Début juillet 2008, après avoir orgueilleusement annoncé dans la presse qu’il était « le seul à connaître la date de son départ du 20 heures », PPDA apprend qu’il est remercié. Pas si intouchable qu’il ne le croyait… Son JT, bien qu’en baisse, était pourtant toujours le plus regardé de France (près de 35 % de parts d’audience). En 2016, invité chez C à vous (France 5), PPDA réglera ses comptes avec son ancien PDG, Nonce Paolini : « Il m’avait enterré alors que les audiences étaient exceptionnelles. […] Et surtout, le faire sur ordre, parce que quelqu’un au-dessus de vous l’a demandé, je trouve ça insupportable.
– Qui ? Nicolas Sarkozy ?
– C’est politique, tout le monde le sait. J’en ai eu maints témoignages depuis, par des gens qui étaient au pouvoir à l’époque ou à TF1. Tout le monde me l’a dit, des administrateurs de TF1 comme François Pinault. »

Laurence Ferrari et le « poison » de la rumeur

Politique, le remplacement de PPDA ? « Je ne comprends pas que TF1 n’ait toujours pas pris Ferrari au 20 heures », aurait lâché le président de la République devant témoins quelques mois avant l’éviction du célèbre présentateur. « Nicolas Sarkozy avait imposé Laurence Ferrari à Martin Bouygues », confirmera, péremptoire, le journaliste Renaud Revel en 2013 dans On est pas couché (France 2). À l’origine de cette hypothèse, une liaison supposée entre la journaliste de TF1 et le locataire de l’Élysée. Évoquée par la presse britannique fin novembre 2007, la rumeur bruisse bientôt sur la Toile : Nicolas Sarkozy aurait emmené Laurence Ferrari à bord de son Falcon présidentiel pour une escapade dans un riad de Marrakech. Et la présentatrice de Dimanche plus, sur Canal Plus, est pistée par un paparazzi : durant quelques semaines, il la photographie se rendant à l’Élysée, parfois derrière les vitres fumées d’un véhicule officiel venu la récupérer en face de RTL, rue Bayard. De nature à entamer sa crédibilité journalistique, l’épisode déstabilise ses équipes : « Notre rédacteur en chef lui a demandé si c’était vrai, elle a nié », nous a confié un confrère qui œuvrait alors à CAPA pour Dimanche plus.Mêmes doutes à Storybox, la société de production de Laurence Ferrari. Début novembre, alors qu’un de ses reporters couvre un voyage officiel de Nicolas Sarkozy aux États-Unis, la rumeur d’une liaison entre le président et la célèbre présentatrice est sur toutes les lèvres de la délégation : « Un soir, alors qu’il n’y avait que trois places à la Maison-Blanche pour des caméras françaises, le staff de l’Élysée m’en a réservé une. Du coup, je me suis dit que la rumeur était fondée », se souvient l’envoyé spécial de Dimanche plus. Quelques jours plus tard, dans son bureau de Storybox à Boulogne-Billancourt, Ferrari fait un demi-aveu à un collègue en qui elle a toute confiance : « Elle m’a dit qu’au plan professionnel, elle était irréprochable, et que le reste la concernait », nous révélera-t-il.

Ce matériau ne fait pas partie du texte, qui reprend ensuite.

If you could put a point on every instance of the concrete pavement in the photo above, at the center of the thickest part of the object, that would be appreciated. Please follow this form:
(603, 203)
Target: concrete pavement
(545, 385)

« D’autres, qui l’ont fréquenté deux mois, ont hérité d’un JT »

Anne Fulda à propos de la relation entre Laurence Ferrari et Nicolas Sarkozy

Pour protéger sa vie privée, Ferrari attaque. En décembre, suite à un papier de Closer évoquant les retentissements de sa liaison supposée avec le président dans la presse étrangère, elle assigne l’hebdo en référé, réclamant 30 000 euros de dommages et intérêts. Elle en obtiendra 12 000. Mais en 2013, sa consœur Anne Fulda (elle-même en couple avec Sarkozy en 2005-2006) relance la rumeur d’une nomination politique de Ferrari au 20 heures de TF1 en confiant au journaliste Renaud Revel : « En restant dix-huit mois aux côtés de Nicolas Sarkozy, j’ai gagné un billet d’humeur dans Le Figaro quand d’autres, qui l’ont fréquenté deux mois, ont hérité d’un JT. » Quelques mois après la publication de cet entretien dans le livre de Revel, Les amazones de la République, Ferrari quitte TF1 pour I-Télé. A cette occasion, elle revient dans Télé 2 semaines sur sa supposée relation avec Nicolas Sarkozy, qui lui aurait valu de décrocher le siège du 20 heures de TF1. « C’est un mythe récurrent » dément-elle une nouvelle fois. « Les rumeurs font partie des côtés désagréables de la vie d’une personne publique. Mais cela ne m’atteint pas : j’ai appris à vivre avec ». L’année suivante, quand Closer publie le récit d’un photographe affirmant avoir vu Ferrari être récupérée dans un parking fin 2007 par un véhicule officiel chargé de la conduire discrètement à l’Élysée, la présentatrice hésitera un an, avant de porter plainte à nouveau. Ce récit continuera d’être relayé par la presse people comme en 2014 par LeGossip.net

« Pluie de contrats » pour Bouygues

Mais revenons au début du quinquennat de Nicolas Sarkozy. Alors que TF1 exauce ses volontés et soigne la carrière de plusieurs de ses proches, le groupe Bouygues ne tarde pas à signer une pluie de contrats avec les pouvoirs publics : construction du nouveau bâtiment des Archives nationales à Pierrefitte-sur-Seine, de la cathédrale orthodoxe russe de Paris, de trois prisons à Réau, Nantes et Lille, du palais de justice de Paris et du siège du ministère de la Défense, le tout souvent dans le cadre de « partenariats public-privé » ruineux pour les contribuables. Exactement le type de dérives que François Bayrou craignait durant la campagne.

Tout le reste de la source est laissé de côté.